Securing Your Data With Local AI Model Execution: A Guide Using Hugging Face

In the ever-evolving landscape of artificial intelligence (AI), the potential for data breaches and leaks has become an alarming concern. Recent incidents involving AI tools like OpenAI's ChatGPT have sparked debates over data privacy and security. These tools, while powerful, can inadvertently lead to the exposure of sensitive data if not used judiciously. For example, Samsung Electronics experienced a data leak when employees used ChatGPT to optimize their workflow, inadvertently causing confidential data to enter the chatbot's database.

Similarly, Apple and other major companies have restricted the use of AI tools due to fears of confidential information being leaked or collected. As AI continues to permeate various sectors, it's crucial to prioritize data security and privacy.

One effective strategy to balance these needs is running AI models locally, which is the central focus of this guide. But wait, training models locally require high computational power, resources & expertise. This guide explores how to run pre-trained models from Hugging Face on local systems without incurring massive costs.

The Power of Local AI: Getting Started

Let's start with something simple, like generating images from a given text.

I loved this research paper on Classifier Free Diffusion Guidance from Jonathan Ho. Although the proposed theory sounds promising, reproducing it can be challenging. I'm not interested in spending huge money for an experiment or sheer curiosity.

With the enormous sources and data on the internet, I started exploring to find an existing model to run on a local system.

Navigating many resources, I stumbled across Hugging Face, an AI model hub with over 231,836 models (as of this writing) and a vibrant, active community.

Using Hugging Face's robust search features, you can quickly locate models based on research paper citations. As a result, you can find a model built based on Jonathan Ho's research, ready for local execution. The above research paper, Classifier Free Diffusion Guidance, is cited as arXiv:2207.12598. Many models are built based on this research paper, but I don't know which one to pick. As a regular user, I liked the one with the highest rating.
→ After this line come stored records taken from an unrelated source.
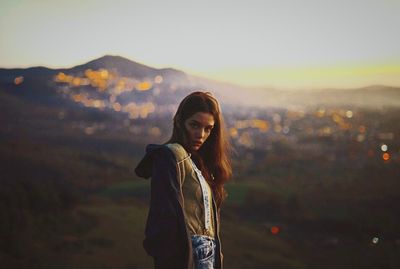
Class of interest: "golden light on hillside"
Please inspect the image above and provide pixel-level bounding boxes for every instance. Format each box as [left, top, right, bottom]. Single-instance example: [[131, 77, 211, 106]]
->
[[14, 76, 24, 85], [123, 102, 156, 119], [113, 103, 122, 112], [154, 75, 164, 84], [234, 119, 269, 133], [315, 108, 326, 118], [135, 81, 153, 91], [148, 127, 161, 137]]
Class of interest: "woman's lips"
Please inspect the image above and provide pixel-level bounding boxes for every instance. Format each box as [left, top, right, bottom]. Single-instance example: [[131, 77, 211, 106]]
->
[[193, 142, 202, 147]]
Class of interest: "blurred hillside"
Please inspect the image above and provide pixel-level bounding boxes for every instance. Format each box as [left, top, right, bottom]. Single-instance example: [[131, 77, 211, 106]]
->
[[0, 56, 400, 269]]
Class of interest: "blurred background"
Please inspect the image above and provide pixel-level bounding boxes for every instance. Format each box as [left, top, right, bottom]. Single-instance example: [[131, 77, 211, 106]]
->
[[0, 0, 400, 269]]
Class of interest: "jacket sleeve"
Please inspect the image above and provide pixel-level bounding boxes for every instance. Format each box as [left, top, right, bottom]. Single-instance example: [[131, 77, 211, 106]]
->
[[143, 147, 182, 258]]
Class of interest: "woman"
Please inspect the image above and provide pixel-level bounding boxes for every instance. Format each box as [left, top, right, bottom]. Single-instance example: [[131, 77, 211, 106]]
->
[[135, 92, 232, 269]]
Hands-On Guide to Local AI Execution

Let's look at how you can use this model for image generation. The following Python script shows how to set up a stable diffusion pipeline and generate images locally using the pre-compiled model, runwayml/stable-diffusion-v1-5.

I'm on an M1 laptop & it supports mps device type at runtime. Use whatever is supported on your system.
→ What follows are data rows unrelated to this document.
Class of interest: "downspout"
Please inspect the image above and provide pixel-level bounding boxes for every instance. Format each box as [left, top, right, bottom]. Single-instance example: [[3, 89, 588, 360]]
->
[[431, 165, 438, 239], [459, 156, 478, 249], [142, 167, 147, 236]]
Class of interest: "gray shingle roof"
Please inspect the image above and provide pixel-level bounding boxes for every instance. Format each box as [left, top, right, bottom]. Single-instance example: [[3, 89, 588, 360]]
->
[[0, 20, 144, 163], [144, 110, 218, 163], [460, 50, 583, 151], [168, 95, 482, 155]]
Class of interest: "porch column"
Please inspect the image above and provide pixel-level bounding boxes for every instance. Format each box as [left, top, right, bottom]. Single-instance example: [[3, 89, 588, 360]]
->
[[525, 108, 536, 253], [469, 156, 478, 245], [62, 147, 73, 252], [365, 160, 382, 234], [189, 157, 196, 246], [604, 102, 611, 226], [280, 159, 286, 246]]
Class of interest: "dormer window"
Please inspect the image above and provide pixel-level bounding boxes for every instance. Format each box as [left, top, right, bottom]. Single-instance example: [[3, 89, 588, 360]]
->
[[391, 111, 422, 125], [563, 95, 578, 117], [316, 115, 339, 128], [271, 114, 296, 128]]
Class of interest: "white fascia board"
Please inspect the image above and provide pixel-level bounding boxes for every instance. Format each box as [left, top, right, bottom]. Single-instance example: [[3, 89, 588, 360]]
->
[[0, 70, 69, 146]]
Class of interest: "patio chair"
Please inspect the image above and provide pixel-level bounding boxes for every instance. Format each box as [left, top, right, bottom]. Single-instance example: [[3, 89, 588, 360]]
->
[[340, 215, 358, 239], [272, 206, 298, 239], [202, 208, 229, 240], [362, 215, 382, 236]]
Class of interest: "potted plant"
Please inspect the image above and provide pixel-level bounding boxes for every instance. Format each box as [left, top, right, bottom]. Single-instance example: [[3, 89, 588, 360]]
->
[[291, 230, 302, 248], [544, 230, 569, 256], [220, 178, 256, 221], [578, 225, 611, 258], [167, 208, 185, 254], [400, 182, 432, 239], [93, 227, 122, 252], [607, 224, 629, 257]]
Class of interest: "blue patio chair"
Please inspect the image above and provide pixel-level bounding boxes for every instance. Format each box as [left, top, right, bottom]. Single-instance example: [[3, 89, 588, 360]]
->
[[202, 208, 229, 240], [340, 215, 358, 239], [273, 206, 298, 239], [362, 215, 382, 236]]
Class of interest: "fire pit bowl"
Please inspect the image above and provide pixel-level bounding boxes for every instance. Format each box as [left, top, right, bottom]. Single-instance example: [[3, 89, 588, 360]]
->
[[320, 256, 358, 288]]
from diffusers import DiffusionPipeline

pipeline = DiffusionPipeline.from_pretrained("runwayml/stable-diffusion-v1-5")
pipeline = pipeline.to("mps") # cpu, cuda, mkldnn, opengl, opencl, ideep, hip, ve, fpga, ort, xla, lazy, vulkan, mps, meta, hpu, mtia, privateuseone

# Recommended if you have 8/16 GB RAM
pipeline.enable_attention_slicing()

prompt = "a photo of an astronaut riding a horse on mars"

# Initialize the setup
_ = pipeline(prompt,num_inference_steps=1)

# Generate images
images = pipeline(prompt).images
for index, image in enumerate(images):
    image.save("image{0}.jpg".format(index))

The generated image is as follows:

Unleashing the power of Stable Diffusion Web UI

To make this process even more accessible and customizable, let's leverage Stable Diffusion Web UI. This user-friendly interface allows you to adjust numerous parameters effortlessly. Here are step-by-step instructions on setting up and using the UI:

Clone stable diffusion repository

 git clone https://github.com/AUTOMATIC1111/stable-diffusion-webui.git
 cd stable-diffusion-webui

Start a virtual environment to ensure we aren't messing with other packages.

 python3 -m virtualenv --python="$(command -v python3)" .env
 source .env/bin/activate

Install required packages

 pip install transformers==4.19.2 diffusers invisible-watermark
 pip install -r requirements.txt

On the model page, you can see the "files and versions" section that contains different pre-compiled files for this specific model.
I've downloaded both models seen in the screenshot above. To get started, download the v1-5-pruned-emaonly compiled model, as it's smaller. The files are with the ckpt extension; it's a checkpoint file (likely compiled by Pytorch)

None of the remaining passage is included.